I see value in trying to reduce the set of methods down to GET and PUT. I think it could clear the waters a little and result in simpler architectures. At the same time I acknowledge that asking the question can be seen to be muddying the waters in the short term. I hope I don't trigger too much gnashing of teeth with this suggestion, nor with a suggestion I may make soon about cutting down the HTTP response codes to a "useful" subset. I acknowledge also that I might be pushing some anti-URI-construction buttons with this article. However, I see that also as an issue that needs some clarity and guidelines going forwards. Ultimately, I hope to draft some documents for my company's internal use about the subset of HTTP they should implement and about other aspects of RESTful design. I hope that such documents could eventually be made available to a wider audience, also.

The proposal

My current direction is to combine PUT with client-side "form submission". The classic POST request might be as follows:

POST /factoryResource HTTP/1.1
Host: example.com
Content-Length: ....

<PurchaseOrder>
...
</PurchaseOrder>

The server may respond with:

HTTP/1.1 201 Created
Location: https://example.com/newResource
...

In my experimental approach I require the client to provide a globally unique identifier as part of the request URL. An example request might be:

PUT /factoryResource?guid=76fd9473-a270-4aac-8a06-e5265048cbbc HTTP/1.1
Host: example.com
Content-Length: ....

<PurchaseOrder>
...
</PurchaseOrder>

The server may respond with:

HTTP/1.1 201 Created
...

My architecture is highly focused around machine-to-machine comms, so I expect that most servers will simply create a resource at the location the client requests (including the query part). The actual construction by a client of a request url from the base factory url is anticipated to be standard, which is to say "hard-coded". Every factory resource should become a factory resource family with the same query structure. I am following the direction laid down in one of my recent articles of suggesting that the query component of a url constructed by clients should follow content-type rules of having consistent structure between similar services.

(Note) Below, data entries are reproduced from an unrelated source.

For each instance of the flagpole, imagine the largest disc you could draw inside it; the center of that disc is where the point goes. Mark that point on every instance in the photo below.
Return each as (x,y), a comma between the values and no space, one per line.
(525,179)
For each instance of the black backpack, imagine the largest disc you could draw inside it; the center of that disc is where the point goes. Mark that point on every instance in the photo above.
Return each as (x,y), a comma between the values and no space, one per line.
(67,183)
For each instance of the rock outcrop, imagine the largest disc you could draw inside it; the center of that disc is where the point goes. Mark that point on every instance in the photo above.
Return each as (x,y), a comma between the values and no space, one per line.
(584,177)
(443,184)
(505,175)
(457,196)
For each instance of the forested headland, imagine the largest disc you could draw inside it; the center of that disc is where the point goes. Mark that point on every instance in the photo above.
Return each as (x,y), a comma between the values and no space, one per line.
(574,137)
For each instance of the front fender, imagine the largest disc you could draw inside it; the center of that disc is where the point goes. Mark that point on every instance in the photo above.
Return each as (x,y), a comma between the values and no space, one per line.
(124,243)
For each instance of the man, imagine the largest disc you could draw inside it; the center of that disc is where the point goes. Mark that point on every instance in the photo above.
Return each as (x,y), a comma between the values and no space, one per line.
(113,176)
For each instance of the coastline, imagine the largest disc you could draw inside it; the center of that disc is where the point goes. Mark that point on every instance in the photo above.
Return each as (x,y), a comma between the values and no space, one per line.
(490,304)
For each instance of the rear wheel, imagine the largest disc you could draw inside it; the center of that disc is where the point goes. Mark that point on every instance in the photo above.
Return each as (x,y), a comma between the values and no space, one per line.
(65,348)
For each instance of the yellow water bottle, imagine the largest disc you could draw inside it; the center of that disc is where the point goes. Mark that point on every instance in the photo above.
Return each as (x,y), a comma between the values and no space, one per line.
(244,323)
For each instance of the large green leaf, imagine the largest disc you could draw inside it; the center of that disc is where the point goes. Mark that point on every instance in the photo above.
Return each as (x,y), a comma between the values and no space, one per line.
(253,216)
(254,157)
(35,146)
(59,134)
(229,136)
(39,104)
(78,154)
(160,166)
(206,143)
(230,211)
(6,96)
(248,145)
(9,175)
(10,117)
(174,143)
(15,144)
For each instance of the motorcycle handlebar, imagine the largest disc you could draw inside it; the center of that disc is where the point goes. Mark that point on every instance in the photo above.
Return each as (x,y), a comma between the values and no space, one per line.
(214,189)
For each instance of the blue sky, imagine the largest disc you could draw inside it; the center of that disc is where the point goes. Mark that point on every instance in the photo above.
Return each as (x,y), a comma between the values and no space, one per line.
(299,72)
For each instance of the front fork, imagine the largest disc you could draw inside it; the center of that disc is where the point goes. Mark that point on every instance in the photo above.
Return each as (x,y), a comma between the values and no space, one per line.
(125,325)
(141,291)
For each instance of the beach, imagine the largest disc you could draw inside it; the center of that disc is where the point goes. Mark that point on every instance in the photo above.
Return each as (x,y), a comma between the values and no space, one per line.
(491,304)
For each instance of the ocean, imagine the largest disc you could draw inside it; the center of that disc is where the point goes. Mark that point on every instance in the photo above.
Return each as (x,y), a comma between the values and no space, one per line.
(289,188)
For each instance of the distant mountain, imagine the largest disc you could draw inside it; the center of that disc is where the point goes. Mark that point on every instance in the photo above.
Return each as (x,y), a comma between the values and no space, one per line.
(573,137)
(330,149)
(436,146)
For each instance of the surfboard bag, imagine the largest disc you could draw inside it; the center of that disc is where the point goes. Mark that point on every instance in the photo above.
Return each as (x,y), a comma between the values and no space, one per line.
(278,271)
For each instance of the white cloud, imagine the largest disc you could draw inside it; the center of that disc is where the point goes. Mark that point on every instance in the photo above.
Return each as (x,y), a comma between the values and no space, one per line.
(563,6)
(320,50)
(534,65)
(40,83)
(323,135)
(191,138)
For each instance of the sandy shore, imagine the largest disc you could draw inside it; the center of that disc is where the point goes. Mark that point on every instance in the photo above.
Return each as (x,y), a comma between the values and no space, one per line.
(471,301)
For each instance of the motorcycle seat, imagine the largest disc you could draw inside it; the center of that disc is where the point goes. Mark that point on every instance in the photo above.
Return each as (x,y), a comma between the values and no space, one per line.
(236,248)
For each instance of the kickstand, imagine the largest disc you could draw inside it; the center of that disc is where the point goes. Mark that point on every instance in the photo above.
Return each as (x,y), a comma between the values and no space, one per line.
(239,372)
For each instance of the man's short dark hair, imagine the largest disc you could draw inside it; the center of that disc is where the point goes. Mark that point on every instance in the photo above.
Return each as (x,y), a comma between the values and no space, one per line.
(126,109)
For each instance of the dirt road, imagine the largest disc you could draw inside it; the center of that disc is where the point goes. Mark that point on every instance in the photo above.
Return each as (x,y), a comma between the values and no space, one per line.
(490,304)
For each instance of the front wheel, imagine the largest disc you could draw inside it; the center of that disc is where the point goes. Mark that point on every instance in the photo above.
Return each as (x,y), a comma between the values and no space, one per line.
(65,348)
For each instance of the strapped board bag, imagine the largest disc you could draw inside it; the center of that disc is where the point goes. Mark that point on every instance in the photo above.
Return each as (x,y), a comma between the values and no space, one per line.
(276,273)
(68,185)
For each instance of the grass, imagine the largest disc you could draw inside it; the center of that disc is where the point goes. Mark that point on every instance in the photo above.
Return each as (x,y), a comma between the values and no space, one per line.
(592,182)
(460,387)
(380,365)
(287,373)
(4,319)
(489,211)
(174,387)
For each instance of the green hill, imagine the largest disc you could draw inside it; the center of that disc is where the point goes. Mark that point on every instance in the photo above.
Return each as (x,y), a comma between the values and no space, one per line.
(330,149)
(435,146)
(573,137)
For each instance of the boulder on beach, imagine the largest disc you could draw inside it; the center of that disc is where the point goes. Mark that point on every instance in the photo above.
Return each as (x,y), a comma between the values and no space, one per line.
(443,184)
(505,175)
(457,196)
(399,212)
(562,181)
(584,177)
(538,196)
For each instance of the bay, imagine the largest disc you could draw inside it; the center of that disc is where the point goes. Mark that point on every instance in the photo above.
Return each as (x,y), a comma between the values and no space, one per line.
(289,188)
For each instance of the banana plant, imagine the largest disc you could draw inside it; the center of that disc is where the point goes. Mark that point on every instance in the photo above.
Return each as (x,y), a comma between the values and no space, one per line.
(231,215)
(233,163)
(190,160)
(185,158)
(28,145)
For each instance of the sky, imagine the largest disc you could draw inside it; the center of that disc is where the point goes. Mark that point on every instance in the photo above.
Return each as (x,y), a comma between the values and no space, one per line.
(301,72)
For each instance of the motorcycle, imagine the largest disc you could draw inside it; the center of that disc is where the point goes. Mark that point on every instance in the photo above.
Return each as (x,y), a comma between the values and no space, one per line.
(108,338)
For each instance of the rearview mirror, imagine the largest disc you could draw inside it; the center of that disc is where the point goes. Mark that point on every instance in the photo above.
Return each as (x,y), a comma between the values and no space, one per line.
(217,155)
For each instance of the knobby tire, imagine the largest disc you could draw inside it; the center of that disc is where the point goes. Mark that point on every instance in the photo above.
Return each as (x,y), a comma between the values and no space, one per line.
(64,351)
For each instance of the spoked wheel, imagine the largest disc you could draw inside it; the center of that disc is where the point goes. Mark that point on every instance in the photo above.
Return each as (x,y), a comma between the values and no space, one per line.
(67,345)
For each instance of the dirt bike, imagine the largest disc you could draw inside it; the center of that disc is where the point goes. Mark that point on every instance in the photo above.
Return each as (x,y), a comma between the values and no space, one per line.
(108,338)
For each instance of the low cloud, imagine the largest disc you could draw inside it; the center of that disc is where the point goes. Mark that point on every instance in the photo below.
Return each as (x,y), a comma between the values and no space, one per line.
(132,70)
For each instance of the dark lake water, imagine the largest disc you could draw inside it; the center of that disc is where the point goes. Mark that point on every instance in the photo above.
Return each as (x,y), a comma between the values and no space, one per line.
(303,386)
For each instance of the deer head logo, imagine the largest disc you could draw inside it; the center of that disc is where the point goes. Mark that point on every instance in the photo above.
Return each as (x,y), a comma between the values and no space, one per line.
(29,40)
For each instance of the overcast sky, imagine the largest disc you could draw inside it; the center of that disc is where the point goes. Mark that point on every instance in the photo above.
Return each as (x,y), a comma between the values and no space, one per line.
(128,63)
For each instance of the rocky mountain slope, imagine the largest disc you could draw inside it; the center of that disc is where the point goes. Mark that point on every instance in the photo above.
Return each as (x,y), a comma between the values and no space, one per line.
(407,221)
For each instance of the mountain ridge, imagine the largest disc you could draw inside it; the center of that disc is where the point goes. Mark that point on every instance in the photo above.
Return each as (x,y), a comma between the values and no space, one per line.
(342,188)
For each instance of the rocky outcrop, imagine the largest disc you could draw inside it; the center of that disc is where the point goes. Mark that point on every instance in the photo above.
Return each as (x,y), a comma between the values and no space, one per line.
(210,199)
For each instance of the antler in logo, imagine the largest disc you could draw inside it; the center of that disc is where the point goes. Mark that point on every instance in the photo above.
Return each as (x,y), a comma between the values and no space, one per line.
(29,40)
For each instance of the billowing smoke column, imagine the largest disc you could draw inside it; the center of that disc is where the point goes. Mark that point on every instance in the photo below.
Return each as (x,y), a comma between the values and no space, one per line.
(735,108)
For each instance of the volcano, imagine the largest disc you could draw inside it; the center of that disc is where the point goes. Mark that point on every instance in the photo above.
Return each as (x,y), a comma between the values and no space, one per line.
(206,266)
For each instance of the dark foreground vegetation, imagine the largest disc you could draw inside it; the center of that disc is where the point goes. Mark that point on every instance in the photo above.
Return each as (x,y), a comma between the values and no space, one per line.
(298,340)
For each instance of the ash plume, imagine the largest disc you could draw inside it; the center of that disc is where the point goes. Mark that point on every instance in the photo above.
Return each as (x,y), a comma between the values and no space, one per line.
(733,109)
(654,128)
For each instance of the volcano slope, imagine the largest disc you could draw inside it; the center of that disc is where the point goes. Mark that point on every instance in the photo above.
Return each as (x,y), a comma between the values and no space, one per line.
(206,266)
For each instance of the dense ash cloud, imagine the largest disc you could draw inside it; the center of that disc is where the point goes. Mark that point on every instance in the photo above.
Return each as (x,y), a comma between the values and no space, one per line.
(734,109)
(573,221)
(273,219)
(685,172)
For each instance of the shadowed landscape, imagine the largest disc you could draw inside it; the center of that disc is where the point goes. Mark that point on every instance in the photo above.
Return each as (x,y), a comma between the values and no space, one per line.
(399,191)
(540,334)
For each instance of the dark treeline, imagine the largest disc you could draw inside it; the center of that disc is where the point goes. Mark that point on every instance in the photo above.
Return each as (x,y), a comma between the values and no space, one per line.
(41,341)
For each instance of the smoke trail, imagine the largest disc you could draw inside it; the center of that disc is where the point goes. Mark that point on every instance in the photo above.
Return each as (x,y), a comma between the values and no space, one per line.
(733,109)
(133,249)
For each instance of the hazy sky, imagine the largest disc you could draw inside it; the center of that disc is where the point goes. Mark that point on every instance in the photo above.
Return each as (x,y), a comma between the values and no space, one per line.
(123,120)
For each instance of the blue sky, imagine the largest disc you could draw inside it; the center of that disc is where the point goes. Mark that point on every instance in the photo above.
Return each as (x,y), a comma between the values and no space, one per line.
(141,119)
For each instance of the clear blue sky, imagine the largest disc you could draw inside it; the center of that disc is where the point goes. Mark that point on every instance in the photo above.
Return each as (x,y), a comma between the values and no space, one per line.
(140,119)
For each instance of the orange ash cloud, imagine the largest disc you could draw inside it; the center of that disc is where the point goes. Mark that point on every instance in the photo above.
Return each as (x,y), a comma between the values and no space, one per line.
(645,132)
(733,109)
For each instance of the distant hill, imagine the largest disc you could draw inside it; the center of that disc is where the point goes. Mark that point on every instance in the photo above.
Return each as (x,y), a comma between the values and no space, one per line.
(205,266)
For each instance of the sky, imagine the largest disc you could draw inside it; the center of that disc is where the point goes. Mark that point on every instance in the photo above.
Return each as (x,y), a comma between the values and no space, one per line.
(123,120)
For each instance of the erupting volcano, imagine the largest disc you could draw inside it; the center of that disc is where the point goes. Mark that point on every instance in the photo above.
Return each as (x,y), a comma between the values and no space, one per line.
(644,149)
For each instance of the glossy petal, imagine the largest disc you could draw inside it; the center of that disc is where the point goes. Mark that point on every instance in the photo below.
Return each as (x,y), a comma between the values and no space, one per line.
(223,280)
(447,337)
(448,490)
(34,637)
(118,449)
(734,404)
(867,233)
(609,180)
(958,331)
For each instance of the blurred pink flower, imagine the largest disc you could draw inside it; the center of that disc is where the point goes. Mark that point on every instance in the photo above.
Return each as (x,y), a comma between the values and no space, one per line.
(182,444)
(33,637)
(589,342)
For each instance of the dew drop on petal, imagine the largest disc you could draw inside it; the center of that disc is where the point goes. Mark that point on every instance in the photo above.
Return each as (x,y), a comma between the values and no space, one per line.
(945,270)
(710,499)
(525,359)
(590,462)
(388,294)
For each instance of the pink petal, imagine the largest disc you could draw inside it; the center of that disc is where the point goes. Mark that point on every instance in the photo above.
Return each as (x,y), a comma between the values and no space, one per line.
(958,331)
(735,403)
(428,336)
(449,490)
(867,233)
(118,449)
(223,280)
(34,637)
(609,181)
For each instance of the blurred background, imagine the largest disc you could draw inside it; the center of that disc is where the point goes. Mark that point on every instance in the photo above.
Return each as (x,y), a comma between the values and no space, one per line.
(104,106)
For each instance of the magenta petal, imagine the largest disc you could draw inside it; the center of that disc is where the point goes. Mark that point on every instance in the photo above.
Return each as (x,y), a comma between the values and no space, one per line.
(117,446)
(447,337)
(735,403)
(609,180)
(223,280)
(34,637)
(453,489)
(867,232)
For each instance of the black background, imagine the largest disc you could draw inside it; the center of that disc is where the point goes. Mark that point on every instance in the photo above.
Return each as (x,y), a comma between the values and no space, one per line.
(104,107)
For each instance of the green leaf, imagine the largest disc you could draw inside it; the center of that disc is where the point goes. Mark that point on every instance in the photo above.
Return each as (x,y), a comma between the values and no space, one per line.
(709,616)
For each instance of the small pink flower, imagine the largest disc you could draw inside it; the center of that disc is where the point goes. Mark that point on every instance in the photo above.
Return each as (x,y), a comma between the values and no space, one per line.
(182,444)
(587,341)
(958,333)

Many services will choose to use their own unique identifiers for the created resources. For example, the guid could be substituted for a monotomically-increasing number or other identfier within a particular context. These services should redirect the PUT request to their preferred url:

HTTP/1.1 301 Moved Permanently
Location: https://example.com/newResource
...

Note that there is still a caveat when attempting to POST/PUT Once Exactly (POE). It is important that created resources are not too short-lived. If they are short-lived the server should keep track of the fact they recently existed in order to inform the client that is creation attempt was successful by way of a 410 Gone response to subsequent PUTs. A similar problem arises if the state of the resource is updated soon after resource creation. The client who thinks the creation request failed could blat over the changed state. Perhaps there still does need to be some separation between a method that creates state at a particular url and one that replaces state. Perhaps there does need to be separation between a CREATE method and an UPDATE method. Too late now for HTTP on the Web, perhaps.

Conclusion

Pub/Sub aside, GET is the right way to transfer state from server to client. However, the waters are muddier when transferring from client to server. I suggest that special applications of PUT may be more useful than defining separate methods. PUT, POST, and DELETE currently mean "create or replace state where I tell you", "create state wherever you like", and "eliminate state" or "replace with the null state". My gut suggests that collapsing all of these methods into PUT is a net win. My only hesitation is in the misuse PUT might see if the "deprecate POST" message gets out too far. Therefore, I suggest PUT be used where state is being transferred idempotently. POST should still be used where tunnelling or "process this" semantics are required. POST should be a warning for any code that sees it to tread carefully: The guard ropes have been cut.